Os Hooligans, como passaram a ser nomeados nos jornais, rapidamente assumiram os estereótipos e inclusive as denominações que lhes eram atribuídas, numa clara simbiose entre criadores e criaturas. A descrição do fenômeno é de Jon Savage, autor do livro A criação da juventude, leitura quase obrigatória nestes tempos de discussão sobre a redução da maioridade penal.
Os adolescentes de cada época têm o dom involuntário de revelar as fraturas do tecido social. Eles não são revolucionários natos, apenas são observadores, recém-chegados ao amor, ao sexo, à circulação no mundo externo. Para construir sua identidade aprenderão a buscar sua cotação em nosso sistema de valores. Curiosos a respeito dos adultos desde a infância, não levam em conta o que dizemos: é o que fazemos e pensamos que, mesmo sem querer, descobrem. A tendência é identificarem-se com os desejos mais secretos dos adultos, dos quais há pistas por todos os lados. Por exemplo: não temos o trabalho e a aprendizagem em grande conta, admiramos o sucesso dos que conseguem poder, prestígio e dinheiro sem esforço e à revelia de seus mestres, com muito prazer e tempo livre.

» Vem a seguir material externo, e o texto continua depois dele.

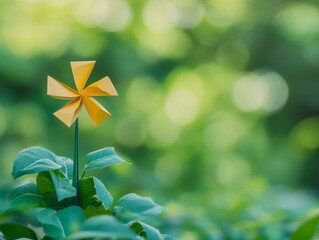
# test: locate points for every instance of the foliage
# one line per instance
(53, 196)
(203, 110)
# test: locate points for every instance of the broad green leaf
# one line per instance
(71, 219)
(63, 188)
(51, 223)
(95, 209)
(103, 227)
(16, 231)
(102, 158)
(147, 231)
(25, 196)
(34, 160)
(306, 230)
(134, 207)
(91, 187)
(47, 190)
(58, 225)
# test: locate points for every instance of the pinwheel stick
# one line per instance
(82, 96)
(75, 181)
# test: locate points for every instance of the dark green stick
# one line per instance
(75, 181)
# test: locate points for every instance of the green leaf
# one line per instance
(63, 188)
(51, 223)
(91, 187)
(71, 219)
(306, 230)
(25, 196)
(134, 207)
(102, 158)
(103, 227)
(47, 190)
(16, 231)
(60, 224)
(143, 229)
(34, 160)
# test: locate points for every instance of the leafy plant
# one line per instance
(53, 197)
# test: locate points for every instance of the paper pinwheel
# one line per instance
(81, 72)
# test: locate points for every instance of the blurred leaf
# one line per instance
(103, 227)
(63, 188)
(16, 231)
(306, 230)
(134, 207)
(62, 223)
(102, 158)
(151, 233)
(96, 208)
(24, 197)
(34, 160)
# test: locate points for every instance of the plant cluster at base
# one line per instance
(52, 198)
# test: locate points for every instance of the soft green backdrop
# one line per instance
(217, 106)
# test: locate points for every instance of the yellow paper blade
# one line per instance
(81, 72)
(69, 112)
(96, 111)
(59, 90)
(103, 87)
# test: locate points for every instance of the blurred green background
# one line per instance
(217, 106)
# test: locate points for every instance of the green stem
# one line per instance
(75, 181)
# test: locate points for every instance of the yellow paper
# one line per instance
(70, 112)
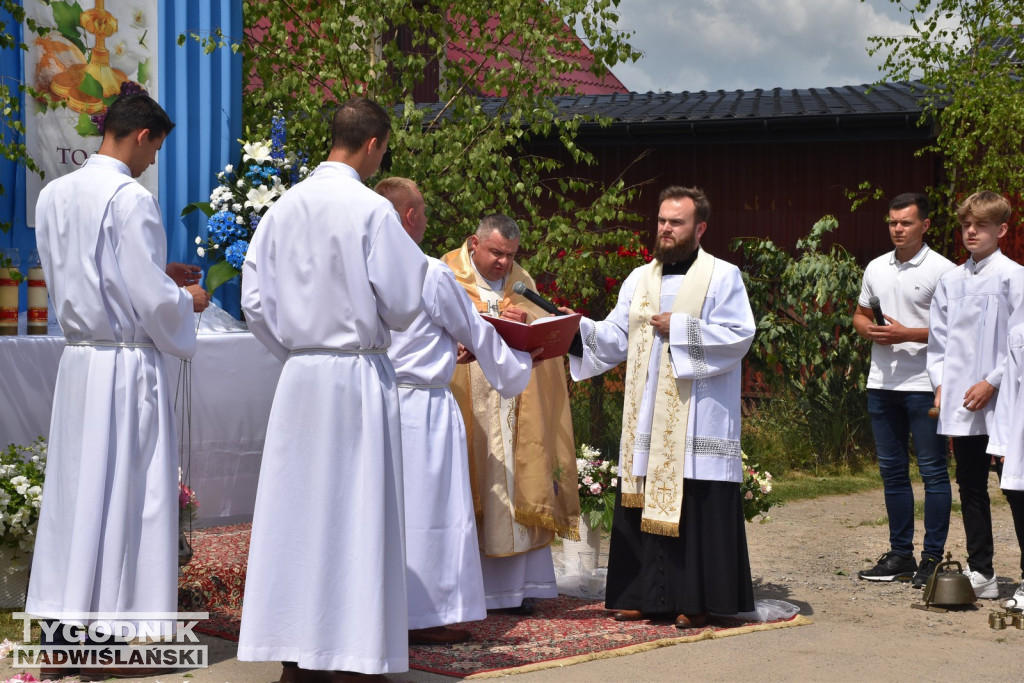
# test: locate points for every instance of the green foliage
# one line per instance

Assim como fez a imprensa no século XIX, nossa sociedade foi criando seus personagens marginais, alimentando sua identidade. A cada época construímos, mesmo sem perceber, um ideal de adolescência. Na nossa, o segredo é que se viva para consumir e gozar a vida, mais que seus antepassados e a qualquer custo. Isso serve para os que nascem em berço de ouro, mas também é a mesma fórmula que adotam os que, marginalizados, precisam chegar aos mesmos pódios pelos atalhos do exército do tráfico.
Portanto, quando queremos trancafiar os jovens, principalmente os mais pobres, responsabilizando-os por nossas cidades em guerra civil, é dos nossos desejos que estamos nos envergonhando. Ao acusá-los de perversos e imorais, esquecemos que eles são nosso espelho. Fazemos deles a lata de lixo onde despejar a incivilidade dos anseios egoístas que regulam a sociedade que constituímos. Além de injusta, é uma manobra inútil: são apenas nossas criaturas e nós os criadores.
Diana, seu texto me chega num momento em que estou envolto com o estudo da adolescência como uma formação cultural… É muito pertinente atentarmos para os efeitos da idealização deste construto social. Ao encarnar os sonhos recalcados dos adultos, os adolescentes tornam-se protagonistas de uma trama ambígua que os idealiza ao mesmo tempo em que os tira para depositários do lixo social. É… A adolescência “inquieta” de alguma forma, causa “estranheza”. Logo pensei no “Estranho”, de Freud. Um estranho que remonta ao muito familiar; que deveria permanecer oculto, mas apareceu.
Obrigado pelo texto. Tua forma de escrever me inspira.